Television became central to the American experience around 1950, but had been exhibited at the World’s Fair in 1939. Yet few would have a problem with me dating the reign of TV in the American Zeitgeist to around 1950.
If one wrote that the electric guitar took over American pop music in the 1950s, few would consider this statement to be in error because the instrument was invented in 1932.
Color films became common in America in the late 1930s, but the first color film was in 1902. The first McDonalds was in 1940 – despite that McDonalds wasn’t standard American experience until a good 25 years later. The first Toyota sold in the United States was in – wait for it – 1957, rather than, say, 1972. Most of us first learned of sexual harrassment as a concept in the early 1990s, but the term was first used in print in 1972.
So. I made a mistake in how I phrased matters about societal racism. But usages of societal racism (or even something close) or of equity and social justice before 2010 do not quash my point that the way we feel those terms now is distressingly multifarious.
Rather, I assumed that all understand that there is a difference between when something emerges – i.e. wet, from the pupa, known to few – and when it is, as linguists put it, actualized. As in, when it becomes what we often call today “a thing.”
You can find emergence easily. But actualization is, frankly, more interesting and also just more important.
Living room full of Civil Rights activists, mid-twentieth century. Let’s join one, Twilight Zone style, in 1958, and try to engage someone about “societal racism.” Maybe one person back in a corner, of a Marxist bent, would know that term and harmonize with you, elated that you knew the term at all.
Then, fast forward to that same living room – possibly the very same one – in 1968. You wouldn’t need to “try to” engage someone about societal racism – they’d “engage” you at length.
This is what I meant. I did not express it effectively, and hope this post clarifies matters. Our usages of these words as concepts intended right now for general society are massively vague and grievously challenging.

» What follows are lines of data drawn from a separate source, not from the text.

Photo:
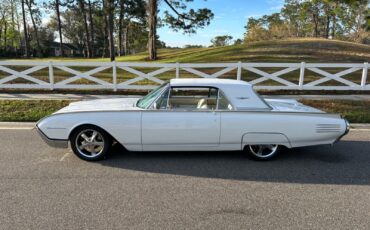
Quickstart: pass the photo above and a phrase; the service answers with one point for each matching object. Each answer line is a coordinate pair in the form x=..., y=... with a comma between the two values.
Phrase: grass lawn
x=290, y=50
x=29, y=110
x=33, y=110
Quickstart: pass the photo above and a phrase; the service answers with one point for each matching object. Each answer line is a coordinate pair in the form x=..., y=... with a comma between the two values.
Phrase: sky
x=230, y=17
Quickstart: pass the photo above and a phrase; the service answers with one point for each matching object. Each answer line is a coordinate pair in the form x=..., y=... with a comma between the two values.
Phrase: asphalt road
x=308, y=188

In sum, the issue is not just when someone used a term in a certain way, but when it jumped the rails into common coin. I must say that those who smoke out usages of the terms I mentioned before the 1960s do not qualify for me as takedowns. They matter not. I refer to terms as used in REAL LIFE. To be a junior social historian, you must attend to what ordinary people actually felt — not what is on the pages of formal books and statements by hypereducated persons.
Get a better editor? Get some folks to give you critical feedback on articles prior to submission?
You're writing in a world where too many people are actively doing bad takes, looking to distort and take out of context even the clearest writing. Even worse, they don't stop with the bad take, but instead often fabricate around the edges.
With this piece, you can guarantee that the woke will be forever telling people "He said nobody ever talked about racism until the 1960's" - they're not content to simply ignore your clarification and smear you with the worst take on what you originally wrote. No, they'll fell the need to distort it further, because only the most absurd takes seem to resonate with too many people these days.
John, I am 75 years old and I do not remember the terms "racism" or "racist" being in common use until fairly recently when certain activists started using them as buzzwords. The words in the 50s-70s and perhaps later were "prejudice" and "racial prejudice." As far as racial, racism and racist, the words came about in the 1930s and referred to Hitler's policies in regard primarily to Slavs then later to Jews.